Home > Back-end >  Using Pytest to test a Python Program
Using Pytest to test a Python Program

Time:11-30

TI am quite new to Python Programming and have a question on testing using Pytest. In a high-level, I have a program that takes 3 pieces of user input and generates a text file in the end. For my tests, I want to basically compare the files my program outputted, with what it should be.

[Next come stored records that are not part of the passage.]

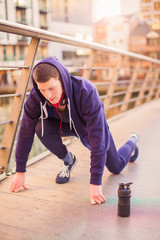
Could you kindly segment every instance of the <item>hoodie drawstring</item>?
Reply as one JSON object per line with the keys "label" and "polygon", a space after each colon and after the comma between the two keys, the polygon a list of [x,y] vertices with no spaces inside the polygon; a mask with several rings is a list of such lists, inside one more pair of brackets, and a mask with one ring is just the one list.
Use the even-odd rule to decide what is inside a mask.
{"label": "hoodie drawstring", "polygon": [[[46,102],[45,102],[44,105],[42,104],[42,102],[40,102],[40,107],[41,107],[40,119],[41,119],[41,127],[42,127],[41,136],[43,137],[43,135],[44,135],[44,122],[43,122],[43,120],[48,117],[48,113],[47,113],[47,109],[46,109]],[[44,111],[45,116],[43,115],[43,111]]]}
{"label": "hoodie drawstring", "polygon": [[61,118],[61,121],[60,121],[60,131],[61,131],[61,133],[63,133],[63,131],[62,131],[62,115],[60,114],[60,112],[58,111],[57,108],[56,108],[56,111],[57,111],[57,113],[59,114],[59,116]]}

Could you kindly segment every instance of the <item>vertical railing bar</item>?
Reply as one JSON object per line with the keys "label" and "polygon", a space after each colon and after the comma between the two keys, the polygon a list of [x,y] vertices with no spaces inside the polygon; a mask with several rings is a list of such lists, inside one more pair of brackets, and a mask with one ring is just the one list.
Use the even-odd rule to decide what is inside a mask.
{"label": "vertical railing bar", "polygon": [[142,102],[143,95],[144,95],[144,92],[145,92],[145,90],[146,90],[146,86],[147,86],[148,80],[149,80],[149,78],[150,78],[151,72],[152,72],[152,64],[150,64],[149,69],[148,69],[148,71],[147,71],[147,73],[146,73],[146,76],[145,76],[145,78],[144,78],[141,91],[139,92],[139,94],[138,94],[138,99],[137,99],[137,101],[135,102],[135,107],[139,106],[139,105],[141,104],[141,102]]}
{"label": "vertical railing bar", "polygon": [[120,56],[120,61],[119,61],[119,66],[118,66],[118,69],[113,69],[113,80],[111,82],[111,84],[109,85],[109,88],[108,88],[108,91],[107,91],[107,94],[106,94],[106,98],[104,100],[104,111],[105,111],[105,114],[107,114],[107,111],[109,109],[109,105],[112,101],[112,97],[113,97],[113,92],[115,90],[115,86],[116,86],[116,83],[118,81],[118,77],[119,77],[119,71],[123,65],[123,61],[124,61],[124,56]]}
{"label": "vertical railing bar", "polygon": [[141,62],[138,61],[137,65],[136,65],[136,71],[133,72],[132,79],[131,79],[131,81],[129,83],[127,93],[126,93],[126,95],[124,97],[124,103],[123,103],[123,105],[120,108],[120,112],[124,112],[128,108],[129,99],[131,98],[131,95],[132,95],[132,92],[133,92],[133,89],[134,89],[134,85],[135,85],[136,80],[137,80],[137,75],[138,75],[138,72],[139,72],[140,64],[141,64]]}
{"label": "vertical railing bar", "polygon": [[158,76],[159,76],[159,71],[158,69],[156,70],[156,73],[155,73],[155,76],[154,76],[154,70],[155,68],[152,68],[152,74],[153,74],[153,80],[152,80],[152,86],[150,87],[150,91],[148,93],[148,96],[147,96],[147,99],[146,99],[146,102],[149,102],[153,96],[153,92],[154,92],[154,89],[155,89],[155,86],[156,86],[156,83],[158,82]]}
{"label": "vertical railing bar", "polygon": [[85,65],[86,69],[84,70],[83,78],[90,79],[90,75],[91,75],[92,67],[93,67],[93,64],[94,64],[96,52],[97,52],[96,50],[92,49],[92,51],[91,51],[91,53],[88,57],[88,61]]}

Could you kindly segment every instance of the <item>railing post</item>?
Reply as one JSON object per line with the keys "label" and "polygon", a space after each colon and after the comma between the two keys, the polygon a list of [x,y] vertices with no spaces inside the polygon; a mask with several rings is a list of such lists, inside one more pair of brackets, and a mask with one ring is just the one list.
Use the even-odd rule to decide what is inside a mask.
{"label": "railing post", "polygon": [[93,67],[93,64],[94,64],[94,60],[95,60],[95,56],[96,56],[96,50],[93,50],[91,51],[89,57],[88,57],[88,61],[85,65],[85,67],[89,68],[89,69],[85,69],[84,70],[84,73],[82,75],[83,78],[86,78],[86,79],[89,79],[90,78],[90,75],[91,75],[91,71],[92,71],[92,67]]}
{"label": "railing post", "polygon": [[120,108],[120,112],[124,112],[128,108],[129,99],[132,96],[132,92],[133,92],[133,89],[134,89],[134,86],[135,86],[135,82],[137,80],[137,75],[138,75],[138,71],[139,71],[139,68],[140,68],[140,64],[141,64],[141,62],[138,61],[137,65],[136,65],[136,68],[135,68],[135,71],[133,72],[132,78],[130,80],[127,93],[126,93],[126,95],[124,97],[124,103],[122,104],[122,106]]}
{"label": "railing post", "polygon": [[9,120],[11,122],[6,125],[5,131],[3,134],[1,145],[4,148],[0,149],[0,167],[3,168],[3,172],[7,172],[7,169],[8,169],[8,164],[10,161],[14,140],[18,130],[18,124],[20,121],[20,116],[23,109],[23,104],[25,101],[27,87],[30,80],[31,71],[34,64],[34,59],[36,56],[38,44],[39,44],[39,39],[32,38],[28,48],[27,55],[26,55],[25,63],[24,63],[24,66],[28,66],[28,68],[22,69],[21,77],[16,89],[16,94],[20,94],[20,96],[14,97],[10,115],[9,115]]}
{"label": "railing post", "polygon": [[[157,69],[157,74],[158,74],[157,82],[158,82],[158,84],[159,84],[159,81],[160,81],[160,70],[159,70],[159,69]],[[155,99],[156,99],[156,98],[159,98],[159,97],[160,97],[160,86],[159,86],[159,88],[158,88],[158,90],[157,90],[157,92],[156,92]]]}
{"label": "railing post", "polygon": [[109,88],[108,88],[108,91],[107,91],[107,94],[106,94],[106,98],[104,100],[105,114],[107,114],[109,105],[112,101],[112,96],[113,96],[113,93],[114,93],[114,90],[115,90],[116,82],[118,81],[119,71],[120,71],[120,69],[123,65],[123,61],[124,61],[124,56],[120,56],[120,60],[119,60],[117,68],[113,68],[113,80],[112,80],[111,84],[109,85]]}
{"label": "railing post", "polygon": [[137,98],[137,101],[135,102],[135,107],[139,106],[142,102],[142,99],[143,99],[143,96],[144,96],[144,93],[145,93],[145,90],[146,90],[146,86],[147,86],[147,83],[148,83],[148,80],[150,78],[150,74],[152,72],[152,67],[153,67],[153,64],[151,64],[149,66],[149,69],[146,73],[146,76],[145,76],[145,79],[143,81],[143,84],[142,84],[142,87],[141,87],[141,90],[138,94],[138,98]]}
{"label": "railing post", "polygon": [[[155,70],[155,72],[154,72],[154,70]],[[156,70],[156,69],[153,68],[153,72],[152,73],[153,73],[152,85],[150,87],[150,90],[149,90],[146,102],[149,102],[152,99],[156,83],[158,82],[158,75],[159,75],[158,69]]]}

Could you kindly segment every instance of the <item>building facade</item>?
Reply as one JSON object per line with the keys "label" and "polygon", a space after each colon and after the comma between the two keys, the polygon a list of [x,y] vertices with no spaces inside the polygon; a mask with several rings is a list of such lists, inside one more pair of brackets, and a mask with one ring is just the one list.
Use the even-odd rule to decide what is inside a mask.
{"label": "building facade", "polygon": [[141,13],[144,19],[151,22],[153,30],[160,29],[160,1],[141,0]]}
{"label": "building facade", "polygon": [[[51,0],[51,31],[78,40],[93,41],[92,0]],[[49,52],[67,66],[83,66],[88,50],[65,44],[49,43]]]}
{"label": "building facade", "polygon": [[[41,29],[49,29],[51,23],[50,0],[1,0],[0,19]],[[22,65],[30,39],[8,33],[0,33],[0,65]],[[37,59],[48,56],[48,44],[41,42]],[[16,83],[18,71],[0,71],[1,85]]]}

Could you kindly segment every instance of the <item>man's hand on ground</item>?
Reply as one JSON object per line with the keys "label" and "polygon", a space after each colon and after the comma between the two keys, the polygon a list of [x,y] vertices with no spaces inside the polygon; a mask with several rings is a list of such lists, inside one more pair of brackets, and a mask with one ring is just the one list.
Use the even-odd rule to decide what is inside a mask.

Now, I am not sure how to go about testing. The program itself takes no arguments, but just relies on 3 pieces of user input, which I'll use monkeypatch to simulate. Do I create a new python file called program_test.py and have methods in here that call the original program? I have tried this, but I'm having trouble actually calling the original program and sending in the simulated inputs. Or, do I have tests in the original program (which doesn't make much sense to me).

I want something like this:

import my_program

def test_1():
    inputs = iter(['input1', 'input2', 'input3'])
    monkeypatch.setattr('builtins.input', lambda x: next(inputs))
    my_program
    # now do some assertion with some file comparison
    # pseudocode
    assert filecompare.cmp(expectedfile, actualfile)

This just seems to be running the original program and I think its to do with the import statement i.e. it is never running test_1(), probably because I never call it? Any help would be appreciated!

CodePudding user response:

Without providing your my_program code it's hard to tell what's going on.

Since you are mentioning import problems, I guess your not defining main() and if __name__ == "__main__".

Here's a little example of how you can test that.

First, structure your my_program to have main function which contains the code and then add if __name__ == "__main__" which will allow you to run main function if the my_program is executed directly but also to import my_program as module to other files (without running it, for more information please see: What does if name == "main": do?).

my_program:

def main():
    x = input()
    y = input()
    z = input()
    with open("test", "w") as f_out:
        f_out.write(f"{x}-{y}-{z}")


if __name__ == "__main__":
    main()

Now you can create a test.py file and test the main function of my_program:

import os
import filecmp
import my_program


def test_success(monkeypatch):
    inputs = ["input1", "input2", "input3"]
    monkeypatch.setattr("builtins.input", lambda: next(iter(inputs)))
    my_program.main()
    with open("expected", "w") as f_out:
        f_out.write("-".join(inputs))
    assert filecmp.cmp("expected", "test")
    os.remove("test")
    os.remove("expected")


def test_fail(monkeypatch):
    inputs = ["input1", "input2", "input3"]
    monkeypatch.setattr("builtins.input", lambda: next(iter(inputs)))
    my_program.main()
    with open("expected", "w") as f_out:
        f_out.write("something-else-test")
    assert not filecmp.cmp("expected", "test")
    os.remove("test")
    os.remove("expected")

This is an example so I used os.remove to delete the files. Ideally you would define fixtures in your tests to use tempfile and generate random temporary files which will be automatically deleted after your tests.